Updated: Comment #10
Problem/Motivation
Drupal's core/lib/Drupal/Core/Locale/CountryManager.php currently uses data from the Debian project, whose data is derived from ISO 3166-1 which takes it country names from the United Nations. The UN list is a politically-charged list of countries partly due to member states deciding on the list and ignoring non-member states input. The goals of the UN are to create a list that is amicable to all governments of member states. Clarity of naming is not a consideration.
For example, the ISO/UN data lists "Korea, Democratic People's Republic of" and "Korea, Republic of" instead of the more commonly known "North Korea" and "South Korea", respectively.

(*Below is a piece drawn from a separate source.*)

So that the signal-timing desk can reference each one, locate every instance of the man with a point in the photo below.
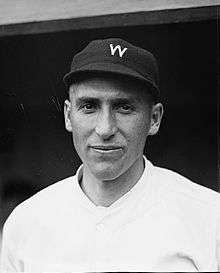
(119, 212)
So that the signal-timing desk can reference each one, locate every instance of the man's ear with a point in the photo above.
(156, 116)
(67, 110)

Basically, the interests of parties in the UN do not align with the interests of software developers (and open-source developers in particular), and, thus, doesn't make for a good source of country/territory data. See also http://en.wikipedia.org/wiki/ISO_3166-1#Naming_and_code_construction
CLDR seems to be the emerging standard for localization and internationalization, used by many organizations that make software.
From the CLDR website:
The Unicode CLDR provides key building blocks for software to support the world's languages, with the largest and most extensive standard repository of locale data available. This data is used by a wide spectrum of companies for their software internationalization and localization, adapting software to the conventions of different languages for such common software tasks.
Proposed resolution
Start using the CLDR data as the up-stream source of country list. That data can be found by:
- Going to CLDR's downloads page at http://cldr.unicode.org/index/downloads
- Clicking on the "Data" link on the latest release.

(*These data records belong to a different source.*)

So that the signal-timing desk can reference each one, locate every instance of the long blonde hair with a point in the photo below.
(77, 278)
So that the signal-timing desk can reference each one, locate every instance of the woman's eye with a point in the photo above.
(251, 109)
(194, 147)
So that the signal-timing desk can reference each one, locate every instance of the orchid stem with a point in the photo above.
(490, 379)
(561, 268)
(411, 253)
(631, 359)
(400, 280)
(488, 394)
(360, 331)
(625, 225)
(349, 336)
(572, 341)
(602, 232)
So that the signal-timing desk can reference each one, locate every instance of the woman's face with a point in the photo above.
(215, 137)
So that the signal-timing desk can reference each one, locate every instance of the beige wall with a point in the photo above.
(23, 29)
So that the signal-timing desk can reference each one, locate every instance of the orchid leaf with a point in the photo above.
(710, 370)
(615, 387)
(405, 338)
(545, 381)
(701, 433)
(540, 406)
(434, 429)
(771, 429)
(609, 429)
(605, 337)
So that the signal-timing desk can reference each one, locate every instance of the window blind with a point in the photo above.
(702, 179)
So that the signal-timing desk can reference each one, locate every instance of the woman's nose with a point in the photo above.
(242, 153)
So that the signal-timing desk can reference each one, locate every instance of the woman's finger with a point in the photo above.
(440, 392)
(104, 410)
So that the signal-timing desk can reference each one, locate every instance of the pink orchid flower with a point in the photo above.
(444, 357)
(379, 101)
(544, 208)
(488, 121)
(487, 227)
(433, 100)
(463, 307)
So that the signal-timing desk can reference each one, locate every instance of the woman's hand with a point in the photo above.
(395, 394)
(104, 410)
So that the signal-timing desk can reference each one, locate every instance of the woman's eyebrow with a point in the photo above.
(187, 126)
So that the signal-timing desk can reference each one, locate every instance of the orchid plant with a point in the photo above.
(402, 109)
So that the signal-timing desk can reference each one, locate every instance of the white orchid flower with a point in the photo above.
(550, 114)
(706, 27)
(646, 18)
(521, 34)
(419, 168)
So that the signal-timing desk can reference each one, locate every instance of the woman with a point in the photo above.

- Choosing the json.zip file. (For example, at: http://unicode.org/Public/cldr/23.1/ )
- Using the appropriate country list data. The English language country data is found in main/en/territories.json
Update/rename the update-iso-3166.sh import script created in #1068840: core/includes/standard.inc contains inaccurate country data to use the latest CLDR data.
Remaining tasks
Patch review!
User interface changes
Instead of using Debian's data (derived from ISO 3166-1 which is derived from the United Nations list of countries), we'd use the data provided by CLDR. This would change the text shown in Drupal 8’s installer for the list of countries.
API changes
None.
Related Issues
Original issue where Debian was used as upstream source of data: #1068840: core/includes/standard.inc contains inaccurate country data
Proposal to possibly remove the entire list from core: #1933614: [META] Locale settings in Drupal make little (UX) sense
Comment | File | Size | Author |
---|---|---|---|
#39 | 1938892-39-country-list.patch | 14.64 KB | JohnAlbin |
#39 | 1938892-14-39-interdiff.txt | 1.1 KB | JohnAlbin |
#30 | 1938892-compare-bash-scripts.diff | 4.12 KB | Pancho |
#14 | 1938892-14-country-list.patch | 13.87 KB | JohnAlbin |
#8 | 1938892-7-country-list.patch | 13.78 KB | JohnAlbin |
Comments
Comment #1
JohnAlbinFrom #1068840: core/includes/standard.inc contains inaccurate country data:
Oh, god, no. Debian is doing a terrible job at maintaining a country code list. They are tone deaf to changes in the country list and are militant in their conformance to the ISO list, which is a copy-and-paste of the UN's list of countries, despite the fact that that list is a politically-biased list maintained by member states of the UN with no voice for governments who have lost their seat at the UN, like Taiwan.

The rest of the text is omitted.